$1 Billion in Electric Transmission Projects Approved by PJM; What’s the Impact on Network Integration Service (NITS) Rates?
- October 25, 2017
Last week, PJM’s Board of Managers approved $1 billion in transmission projects for some of the various utilities in the territory, including PSEG, PECO, and ComEd. Guess who gets to pay for the projects? (hint: it’s you, if you’re in PJM territory). So why, and how, were these projects approved? And what can you do to reduce your exposure to these cost increases? Read on to learn about the transmission projects and Network Integration Service (NITS) rates.
- Why are transmission projects important?
- How does PJM determine what projects to approve?
- How do customers pay for these projects?
Why are transmission projects necessary?
The nation’s electricity transmission infrastructure is the backbone of our grid. Transmission (think huge overhead wires that transmit electricity over long distances) enables the bulk transfer of electrical energy.
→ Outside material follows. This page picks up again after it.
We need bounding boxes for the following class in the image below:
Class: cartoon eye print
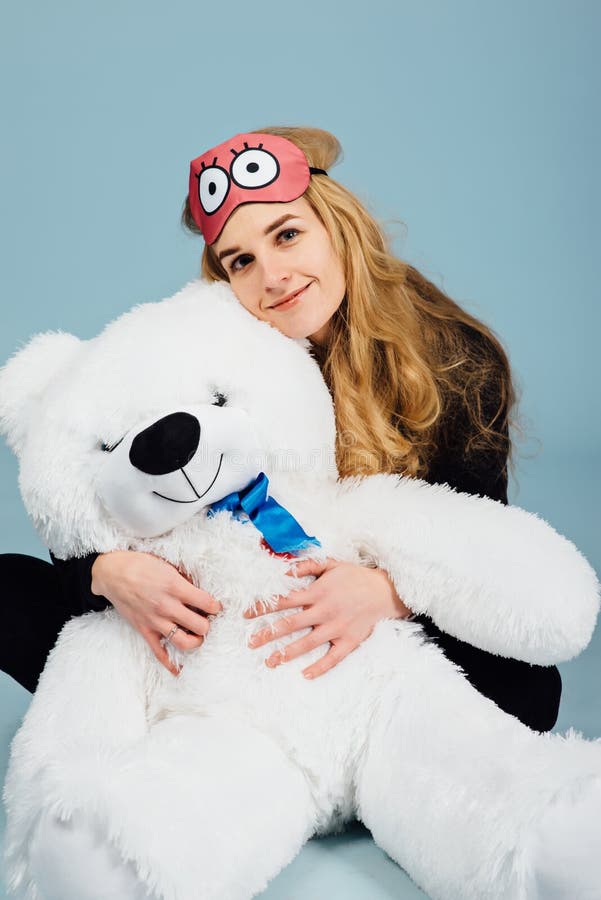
[196,160,230,215]
[230,143,280,190]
Transmission projects have been identified as the most difficult public infrastructure projects to develop; overhead wires are generally ugly, basically everyone exhibits NIMBY-ism (Not In My Back Yard), the projects are multi-jurisdictional spanning up to hundreds of miles and crossing counties, towns, hamlets, and villages, and almost no one understands how important transmission wires are for increasing reliability, reducing generation and congestion costs, and of utmost importance in today’s environment, reducing Greenhouse Gas Emissions.
Transmission and distribution comprise a substantial, and growing, portion of your costs. But why? In short, our electricity (and energy in general) infrastructure is old. Consider this:
- According to the US government’s Quadrennial Energy Review, the U.S. electricity grid is “aging, inefficient, congested, and incapable of meeting the future energy needs of the information economy without significant operational changes and substantial public-private capital investment over the next several decades.”
- The Edison Electric Institute estimates that by 2030 the US electric utility industry will need to make a transmission and distribution infrastructure investment of about $900 billion
- In 2013, the American Society of Civil Engineers gave the US energy infrastructure a grade of D+, citing T&D facilities that date back to the 1880s, rising congestion at key points in the system, and complex permitting and siting issues that prolong the modernization process and increase costs
With aging infrastructure and the need to meet reliability objectives, it’s no wonder there are (and will continue to be) substantial investments needed in transmission projects (not just in PJM territory as described in this article – see our prior article Costs for New Transmission Lines in NY Passed Through To You)
How does PJM determine what projects to approve?
PJM’s Regional Transmission Expansion Plan (RTEP) process identifies transmission system additions and improvements needed to serve more than 65 million people throughout 13 states and the District of Columbia.
PJM seeks transmission proposals during each RTEP window to address one or more identified needs – reliability, market efficiency, operational performance and public policy. RTEP windows provide opportunity for nonincumbent transmission developers to submit project proposals to PJM for consideration. The scope and timing of the issue to be addressed and likely type of solutions to be submitted dictate window duration. Once a window closes, PJM proceeds with specific company, analytical and constructability evaluations to assess proposals for possible recommendations to the PJM Board. If selected, designated developers become responsible for project construction, ownership, operation, maintenance and financing.
How do customers pay for these projects?
Each PJM zone has certain annual transmission revenue requirements, which translate to a certain $/MW-Year. Customers pay based on their (NSPL) network service peak load contribution (PLC) tag (also called transmission obligation), which is similar to the way the capacity market works with capacity PLCs. Your transmission PLC is determined by your load during the single highest peak load (1CP) – in your zone, not all of PJM – from the 12 month period November 1 to October 31. This varies vs. capacity PLCs which are determined by the 5CP, or average of the 5 highest peak loads. Charges are calculated based on the PLC tag (effective Jan 1 to Dec 31) multiplied by 1/365th of the applicable Network Integration Transmission Service (NITS) rate times the number of days in the billing period. Like capacity, you can’t control the actual rate that is paid (the $/kW), but you can control your account’s peak load with active peak load management. By reducing your contribution to the 1CP, your transmission PLC will be lower, and thus the total NITS charges will be lower.